El primer desprendimiento de tierra ocurrió a unos tres metros, a sus espaldas. No lo alarmaba. Las tinieblas se pusieron más densas en el angosto agujero por el cual se arrastraba sobre el vientre para avanzar o retroceder. Siguió perforando con el plato de hojalata. La barranca ya no estaría lejos.
En turnos de cuatro horas, seis presos avanzaban la excavación veinte centímetros diariamente. Desalojar la tierra en el tacho de desperdicios sin que se notara, les restaba velocidad. Por eso dejaron de orinar en la lata que entraba y salía dos veces al día.
La guerra civil concluyó seis meses atrás. La perforación del túnel llevaba cuatro. Entre tanto, fallecieron, por diversas causas, diecisiete de los ochenta y nueve presos políticos amontonados en esa inhóspita celda, donde en tiempos de calma no entraban más de diez presos comunes.
De los diecisiete presos que tuvieron la estúpida ocurrencia de morirse, a nueve los llevaron distintas enfermedades; a cuatro, los apremios de las torturas; a dos, una tisis galopante. Otros dos se abrieron las venas.
Otro desprendimiento le enterró las piernas hasta los riñones. Probablemente todo un cimiento cedía.
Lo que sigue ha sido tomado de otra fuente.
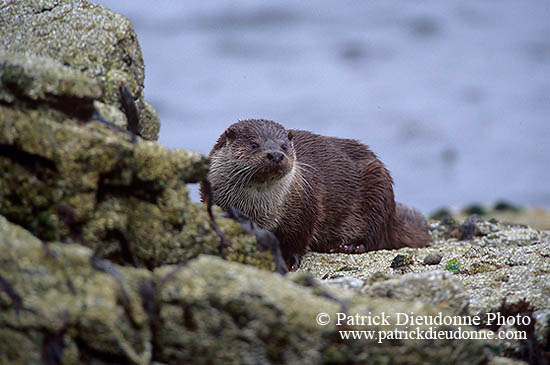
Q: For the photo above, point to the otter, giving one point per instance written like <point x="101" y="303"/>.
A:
<point x="315" y="193"/>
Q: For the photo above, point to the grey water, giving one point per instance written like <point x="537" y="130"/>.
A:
<point x="453" y="96"/>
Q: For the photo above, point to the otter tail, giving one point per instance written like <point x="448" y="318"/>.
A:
<point x="413" y="227"/>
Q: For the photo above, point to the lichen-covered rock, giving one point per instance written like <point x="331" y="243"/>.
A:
<point x="56" y="308"/>
<point x="59" y="304"/>
<point x="436" y="287"/>
<point x="85" y="37"/>
<point x="127" y="201"/>
<point x="500" y="262"/>
<point x="220" y="312"/>
<point x="78" y="180"/>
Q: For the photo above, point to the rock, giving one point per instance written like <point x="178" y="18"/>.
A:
<point x="85" y="37"/>
<point x="436" y="287"/>
<point x="80" y="181"/>
<point x="59" y="304"/>
<point x="505" y="262"/>
<point x="433" y="258"/>
<point x="400" y="261"/>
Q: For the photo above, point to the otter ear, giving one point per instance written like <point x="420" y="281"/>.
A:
<point x="230" y="134"/>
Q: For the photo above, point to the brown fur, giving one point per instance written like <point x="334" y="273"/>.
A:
<point x="340" y="192"/>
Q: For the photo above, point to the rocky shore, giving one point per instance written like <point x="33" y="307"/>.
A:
<point x="105" y="259"/>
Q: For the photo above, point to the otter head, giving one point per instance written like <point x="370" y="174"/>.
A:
<point x="258" y="151"/>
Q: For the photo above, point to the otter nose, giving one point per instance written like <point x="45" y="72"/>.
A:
<point x="276" y="157"/>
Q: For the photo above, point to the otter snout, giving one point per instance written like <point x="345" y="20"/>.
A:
<point x="275" y="157"/>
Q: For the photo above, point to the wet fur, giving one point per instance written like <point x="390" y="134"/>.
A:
<point x="335" y="191"/>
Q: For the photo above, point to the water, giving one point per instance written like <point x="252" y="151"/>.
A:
<point x="454" y="97"/>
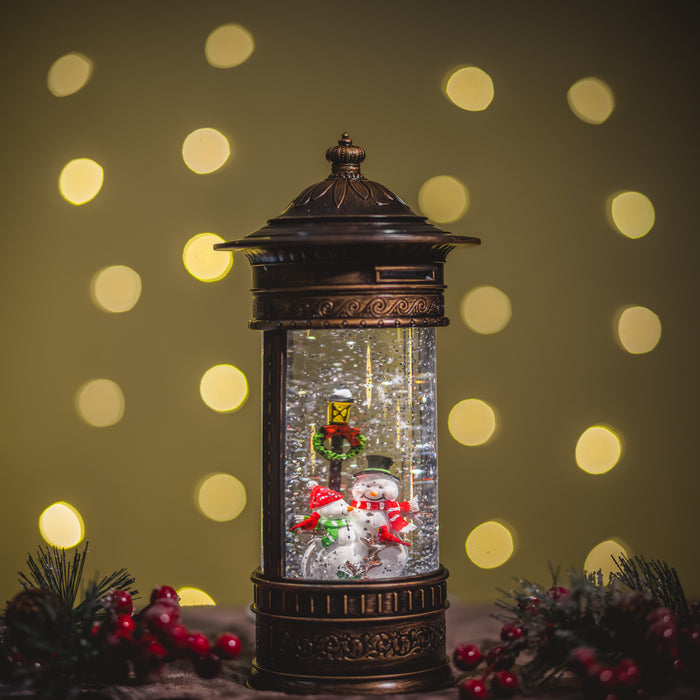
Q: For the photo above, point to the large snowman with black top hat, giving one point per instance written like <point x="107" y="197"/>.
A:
<point x="378" y="518"/>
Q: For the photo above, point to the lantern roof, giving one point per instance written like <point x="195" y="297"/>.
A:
<point x="347" y="252"/>
<point x="345" y="208"/>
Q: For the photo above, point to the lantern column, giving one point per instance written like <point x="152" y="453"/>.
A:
<point x="348" y="289"/>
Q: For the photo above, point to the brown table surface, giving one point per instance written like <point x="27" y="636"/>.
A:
<point x="465" y="623"/>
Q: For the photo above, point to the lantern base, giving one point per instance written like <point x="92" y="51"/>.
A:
<point x="370" y="637"/>
<point x="420" y="682"/>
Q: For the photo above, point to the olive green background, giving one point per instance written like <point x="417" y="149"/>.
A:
<point x="538" y="177"/>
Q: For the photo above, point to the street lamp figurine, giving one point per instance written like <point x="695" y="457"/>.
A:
<point x="348" y="288"/>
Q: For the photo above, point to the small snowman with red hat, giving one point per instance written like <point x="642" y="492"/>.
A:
<point x="336" y="549"/>
<point x="377" y="516"/>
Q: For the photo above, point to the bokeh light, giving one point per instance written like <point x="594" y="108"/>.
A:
<point x="632" y="214"/>
<point x="80" y="180"/>
<point x="591" y="100"/>
<point x="224" y="388"/>
<point x="443" y="199"/>
<point x="600" y="557"/>
<point x="228" y="46"/>
<point x="202" y="261"/>
<point x="194" y="596"/>
<point x="205" y="150"/>
<point x="638" y="329"/>
<point x="100" y="403"/>
<point x="470" y="88"/>
<point x="486" y="310"/>
<point x="115" y="289"/>
<point x="471" y="422"/>
<point x="221" y="497"/>
<point x="61" y="525"/>
<point x="489" y="545"/>
<point x="69" y="74"/>
<point x="598" y="449"/>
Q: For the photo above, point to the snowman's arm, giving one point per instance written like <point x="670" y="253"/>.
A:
<point x="409" y="506"/>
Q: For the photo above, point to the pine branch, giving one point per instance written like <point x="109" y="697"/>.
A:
<point x="654" y="577"/>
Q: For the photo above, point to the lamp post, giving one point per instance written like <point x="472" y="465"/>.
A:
<point x="348" y="289"/>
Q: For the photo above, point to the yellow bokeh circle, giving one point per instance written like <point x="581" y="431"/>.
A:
<point x="632" y="213"/>
<point x="486" y="310"/>
<point x="80" y="180"/>
<point x="61" y="525"/>
<point x="600" y="557"/>
<point x="224" y="388"/>
<point x="69" y="74"/>
<point x="228" y="46"/>
<point x="591" y="100"/>
<point x="115" y="289"/>
<point x="443" y="199"/>
<point x="205" y="150"/>
<point x="598" y="449"/>
<point x="100" y="403"/>
<point x="190" y="596"/>
<point x="202" y="261"/>
<point x="490" y="545"/>
<point x="471" y="422"/>
<point x="638" y="330"/>
<point x="470" y="88"/>
<point x="220" y="497"/>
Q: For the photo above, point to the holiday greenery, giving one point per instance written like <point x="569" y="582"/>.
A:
<point x="634" y="636"/>
<point x="55" y="641"/>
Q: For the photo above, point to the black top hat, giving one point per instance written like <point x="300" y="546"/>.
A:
<point x="378" y="464"/>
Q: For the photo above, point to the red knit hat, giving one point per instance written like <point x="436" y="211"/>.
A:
<point x="322" y="496"/>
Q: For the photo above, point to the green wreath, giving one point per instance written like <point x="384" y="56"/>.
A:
<point x="320" y="438"/>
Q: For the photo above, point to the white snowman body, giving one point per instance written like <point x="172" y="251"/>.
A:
<point x="377" y="488"/>
<point x="324" y="563"/>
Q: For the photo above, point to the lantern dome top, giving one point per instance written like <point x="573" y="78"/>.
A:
<point x="347" y="252"/>
<point x="346" y="207"/>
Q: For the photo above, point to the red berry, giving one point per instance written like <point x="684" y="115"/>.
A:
<point x="228" y="646"/>
<point x="472" y="688"/>
<point x="500" y="658"/>
<point x="177" y="635"/>
<point x="124" y="626"/>
<point x="557" y="592"/>
<point x="510" y="633"/>
<point x="531" y="605"/>
<point x="208" y="666"/>
<point x="122" y="603"/>
<point x="505" y="684"/>
<point x="156" y="649"/>
<point x="198" y="644"/>
<point x="164" y="593"/>
<point x="161" y="615"/>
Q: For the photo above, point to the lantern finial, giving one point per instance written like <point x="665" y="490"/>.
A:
<point x="345" y="158"/>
No tuvo otro recurso que cavar hacia adelante. Quizá no eran cinco metros los que faltaban ni veinticinco días los que lo separaban del boquete salvador de la barranca del río. Quizá eran sólo unos cuantos centímetros más. Se animaba a medida que le faltaba el aire. Estaba tan absorto en su emoción y no comprendía que el lodo tibio no significaba la proximidad del río, era su propia sangre brotando debajo de uñas y yemas heridas. Procuró avanzar, pero ya ni sentía sus piernas, sólo la asfixia. Ahogado en un río sólido y oscuro, dejó de moverse. La tortura se transformó en inexplicable delicia y empezó a recordar.
Recordó aquella otra mina subterránea en la guerra del Chaco, hacía mucho tiempo. En el frente de Gondra, la guerra se estancó. Hacía seis meses que paraguayos y bolivianos, en sus inexpugnables posiciones, cambiaban tiroteos e insultos. Estaban a cincuenta metros unos de otros. En las pausas de ciertas noches, en lugar de metralla canjeaban música y canciones de sus respectivas tierras.
En una de esas pausas, con otros catorce voluntarios, Perucho Rodi, estudiante de ingeniería, buen hijo y hermano, moreno de ojos verdes, comenzó a cavar ese túnel que saldría detrás de las posiciones bolivianas con un boquete que entraría en erupción como cráter de un volcán.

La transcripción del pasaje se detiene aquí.